As clinicians, we have been telling folks what they need to do to live healthier lives. And for decades, our patients—who are wonderful, well-meaning, hardworking, honest folks—look us in the eye and say “I understand. I will do it!!!!” only to return for the next visit, not doing it.
Then there is the larger issue of remote patient monitoring (RPM): the scales, the blood pressure monitors, whatever.
I believe in RPM. I have advocated for RPM. I agree we need to invest resources to figure out the best way to use RPM. As of today, we are failing with RPM.
RPM is not a new concept, and there are proven values to its use such as remote monitoring to help manage congestive heart failure. But folks have difficulty using RPM, especially among the older crowd who have difficulties using and understanding the technology.
We know that with well-designed interactive systems where there is someone (or some AI device) on the other end who can interpret the data, contact the patient, and cajole them to improve their behavior or take certain actions that RPM can make a difference, especially if you can get paid for doing all of this (How’s the payment thing working for you?).
We all want to believe RPM can make a difference. Belief is grand, but evidence is better. Unfortunately, the evidence isn’t always as convincing as our belief.
Mr. Kennedy—a man who admittedly pays detailed attention to his health—says the entire nation should do what he and his friends do: we should all have smartwatches and other devices and monitor away. That, he says, is the key to making America healthy.
Another news flash: what a waste of time, effort, and most importantly money.
Folks who want to use monitors and interpret the data from the monitors should use monitors. They should collect the data, look at the data, and act on data. I do believe under the right circumstances that data can improve health.

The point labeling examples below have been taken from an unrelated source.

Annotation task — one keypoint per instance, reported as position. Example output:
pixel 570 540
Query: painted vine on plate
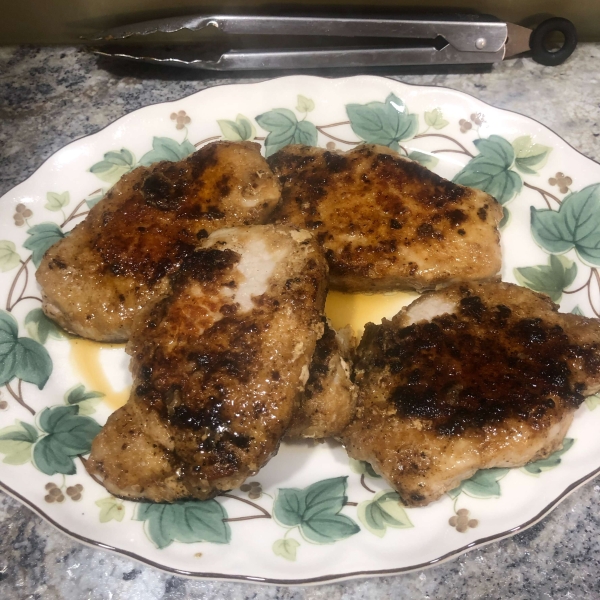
pixel 58 435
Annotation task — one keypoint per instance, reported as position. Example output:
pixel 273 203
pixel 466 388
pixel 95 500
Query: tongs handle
pixel 539 51
pixel 464 33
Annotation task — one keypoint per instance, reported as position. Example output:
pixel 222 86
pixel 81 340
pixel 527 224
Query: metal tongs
pixel 385 41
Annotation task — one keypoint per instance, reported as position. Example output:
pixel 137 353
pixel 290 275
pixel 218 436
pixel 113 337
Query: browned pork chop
pixel 329 400
pixel 97 279
pixel 471 377
pixel 386 222
pixel 218 367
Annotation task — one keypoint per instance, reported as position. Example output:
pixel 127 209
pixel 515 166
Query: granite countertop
pixel 52 96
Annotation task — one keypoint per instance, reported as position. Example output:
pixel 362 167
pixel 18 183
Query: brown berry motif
pixel 461 522
pixel 253 488
pixel 55 493
pixel 22 213
pixel 181 119
pixel 562 181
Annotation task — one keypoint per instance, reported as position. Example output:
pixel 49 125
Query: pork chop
pixel 218 366
pixel 95 280
pixel 470 377
pixel 386 222
pixel 329 400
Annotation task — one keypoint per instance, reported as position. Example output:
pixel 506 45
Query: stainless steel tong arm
pixel 464 36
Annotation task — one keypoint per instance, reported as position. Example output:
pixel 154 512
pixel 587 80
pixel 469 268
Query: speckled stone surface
pixel 52 96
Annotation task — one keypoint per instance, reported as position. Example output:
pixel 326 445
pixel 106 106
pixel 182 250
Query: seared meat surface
pixel 218 366
pixel 386 222
pixel 95 280
pixel 471 377
pixel 329 400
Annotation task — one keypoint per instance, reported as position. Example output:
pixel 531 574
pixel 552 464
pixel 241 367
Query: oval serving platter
pixel 56 391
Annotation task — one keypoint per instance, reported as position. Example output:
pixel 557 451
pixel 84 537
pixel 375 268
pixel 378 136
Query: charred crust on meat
pixel 454 380
pixel 161 193
pixel 456 217
pixel 207 264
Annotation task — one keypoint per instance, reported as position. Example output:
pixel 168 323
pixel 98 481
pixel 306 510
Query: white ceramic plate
pixel 56 391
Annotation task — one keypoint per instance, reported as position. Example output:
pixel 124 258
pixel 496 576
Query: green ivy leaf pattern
pixel 113 166
pixel 576 224
pixel 484 484
pixel 56 202
pixel 539 466
pixel 383 511
pixel 529 157
pixel 490 171
pixel 550 279
pixel 21 357
pixel 87 401
pixel 42 237
pixel 239 130
pixel 9 257
pixel 385 123
pixel 435 118
pixel 284 129
pixel 423 158
pixel 362 467
pixel 16 442
pixel 592 402
pixel 40 327
pixel 187 522
pixel 166 149
pixel 316 511
pixel 286 548
pixel 305 104
pixel 111 509
pixel 68 435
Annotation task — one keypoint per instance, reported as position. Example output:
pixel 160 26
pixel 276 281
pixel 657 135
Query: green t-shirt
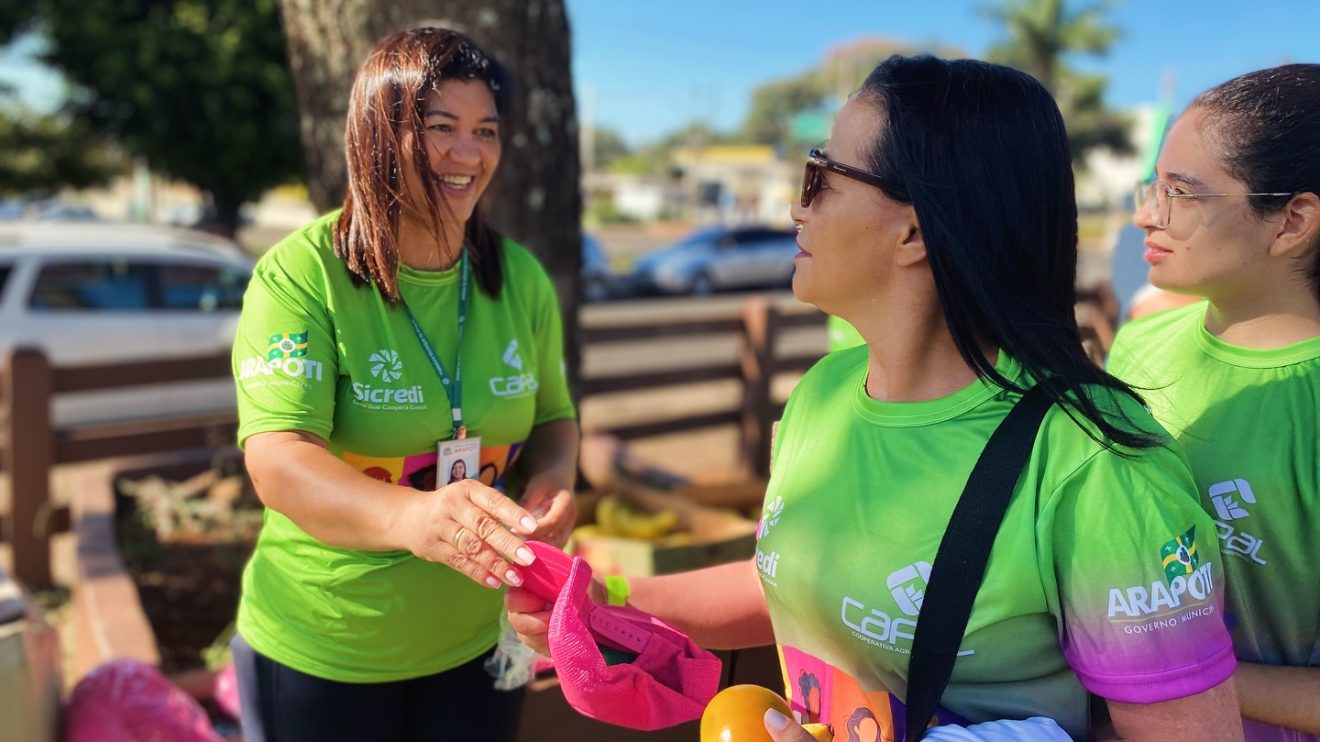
pixel 317 353
pixel 1248 420
pixel 1104 576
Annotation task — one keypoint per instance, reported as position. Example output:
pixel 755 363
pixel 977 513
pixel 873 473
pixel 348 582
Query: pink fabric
pixel 227 691
pixel 127 700
pixel 669 683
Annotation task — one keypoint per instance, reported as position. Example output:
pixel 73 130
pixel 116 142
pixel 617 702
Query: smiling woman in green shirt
pixel 1234 217
pixel 376 343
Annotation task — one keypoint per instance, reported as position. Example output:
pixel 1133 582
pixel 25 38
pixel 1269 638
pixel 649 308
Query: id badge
pixel 458 460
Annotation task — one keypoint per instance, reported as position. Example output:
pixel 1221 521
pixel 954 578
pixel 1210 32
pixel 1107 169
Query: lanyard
pixel 453 388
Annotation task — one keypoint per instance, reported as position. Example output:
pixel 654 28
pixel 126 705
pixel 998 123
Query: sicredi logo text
pixel 380 395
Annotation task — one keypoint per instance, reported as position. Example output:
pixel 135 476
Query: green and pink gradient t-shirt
pixel 1104 577
pixel 1248 421
pixel 317 353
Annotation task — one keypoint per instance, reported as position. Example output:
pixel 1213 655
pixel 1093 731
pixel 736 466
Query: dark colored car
pixel 717 259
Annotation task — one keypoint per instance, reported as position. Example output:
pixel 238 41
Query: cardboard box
pixel 717 535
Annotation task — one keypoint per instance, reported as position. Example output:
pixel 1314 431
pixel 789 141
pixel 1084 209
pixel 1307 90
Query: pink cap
pixel 669 681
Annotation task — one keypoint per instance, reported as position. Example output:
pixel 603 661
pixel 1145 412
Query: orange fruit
pixel 737 713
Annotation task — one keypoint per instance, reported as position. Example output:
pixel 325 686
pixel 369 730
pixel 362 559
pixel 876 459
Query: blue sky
pixel 647 67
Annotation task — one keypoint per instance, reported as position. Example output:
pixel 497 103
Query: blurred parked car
pixel 106 293
pixel 716 259
pixel 598 279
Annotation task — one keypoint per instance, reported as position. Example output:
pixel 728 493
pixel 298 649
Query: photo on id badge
pixel 458 460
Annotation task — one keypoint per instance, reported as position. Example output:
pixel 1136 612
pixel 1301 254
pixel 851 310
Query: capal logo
pixel 516 384
pixel 874 626
pixel 511 355
pixel 386 365
pixel 907 585
pixel 1187 581
pixel 285 355
pixel 1224 497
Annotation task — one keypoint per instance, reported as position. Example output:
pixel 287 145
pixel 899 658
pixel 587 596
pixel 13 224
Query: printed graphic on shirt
pixel 1184 593
pixel 285 363
pixel 518 383
pixel 384 391
pixel 1230 499
pixel 819 692
pixel 767 561
pixel 386 365
pixel 419 470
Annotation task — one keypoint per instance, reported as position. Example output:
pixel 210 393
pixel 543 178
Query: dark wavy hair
pixel 981 153
pixel 1269 123
pixel 386 134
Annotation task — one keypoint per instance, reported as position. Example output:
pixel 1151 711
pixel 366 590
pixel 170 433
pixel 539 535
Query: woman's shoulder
pixel 833 371
pixel 1075 437
pixel 1154 330
pixel 306 250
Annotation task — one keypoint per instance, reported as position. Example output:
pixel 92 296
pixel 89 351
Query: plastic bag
pixel 514 663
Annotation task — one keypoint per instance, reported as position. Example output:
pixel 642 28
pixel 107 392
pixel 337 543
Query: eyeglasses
pixel 815 174
pixel 1163 194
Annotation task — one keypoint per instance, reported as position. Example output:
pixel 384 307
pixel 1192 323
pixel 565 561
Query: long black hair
pixel 981 153
pixel 1269 123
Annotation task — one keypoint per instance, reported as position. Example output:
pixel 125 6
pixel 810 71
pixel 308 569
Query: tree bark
pixel 536 197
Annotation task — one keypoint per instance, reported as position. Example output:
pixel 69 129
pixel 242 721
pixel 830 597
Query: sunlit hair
pixel 1269 123
pixel 981 153
pixel 386 137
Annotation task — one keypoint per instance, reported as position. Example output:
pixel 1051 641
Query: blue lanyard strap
pixel 453 388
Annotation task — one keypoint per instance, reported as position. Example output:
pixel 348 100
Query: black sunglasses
pixel 815 174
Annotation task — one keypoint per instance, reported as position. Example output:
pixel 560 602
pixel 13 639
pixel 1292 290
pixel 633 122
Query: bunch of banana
pixel 618 518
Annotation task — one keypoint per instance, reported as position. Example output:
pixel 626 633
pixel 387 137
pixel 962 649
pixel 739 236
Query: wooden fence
pixel 31 446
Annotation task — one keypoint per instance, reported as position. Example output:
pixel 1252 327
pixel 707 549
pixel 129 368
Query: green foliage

Unfortunately, many people can’t do that.
When most folks are eating junk food regularly, then slapping a watch on their wrists, a glucose monitor on their arms, giving them scales and blood pressure devices that upload data may help some but won’t help many.
The world is full of great ideas that will make everything better. Sometimes they work, too often they don’t. The fads of today will be on the trash heaps of tomorrow.
Mr. Kennedy, please get off your horse and work on real-world problems, like creating livable, safe spaces so people can walk in their neighborhoods, helping folks afford access to fresh foods, get medical care instead of putting more barriers in place, figuring out how to improve the primary care workforce and care delivery. Help people who live in rural areas get access to quality medical care, instead of passing big, beautiful bills that threaten to take away from real people even the limited resources they rely on for medical help when they need it.
Those are the realities of making America healthy. They are inconvenient truths. They are tough problems—maybe intractable problems—without obvious solutions.
Fixing those problems is a lot less glamorous and a lot more difficult than revving up a major advertising campaign to boost sales of smartwatches and other monitoring devices that people can’t afford, let alone use effectively.
Folks, we are in very serious trouble when it comes to our nation’s health. We need solutions, not unproven pontifications offered by Mr. Kennedy.
Mr. Kennedy represents as large a danger to the public’s health as anyone I have ever known—and he is now our fearless leader. He has no relevant experience, except in his personal experiences, the courtroom, and the world of public opinion. He has never sat across that desk or in a chair next to a patient and begged them to change their health-related behaviors. Now he proclaims broad-scale solutions that have no basis they will actually advance the health of America.
Could it be any worse?
Our health care—especially primary care—is deep in the ocean without a life jacket, having difficulty staying afloat and sinking fast.
We need a lifeboat, not a smartwatch.
J. Leonard Lichtenfeld is an oncologist.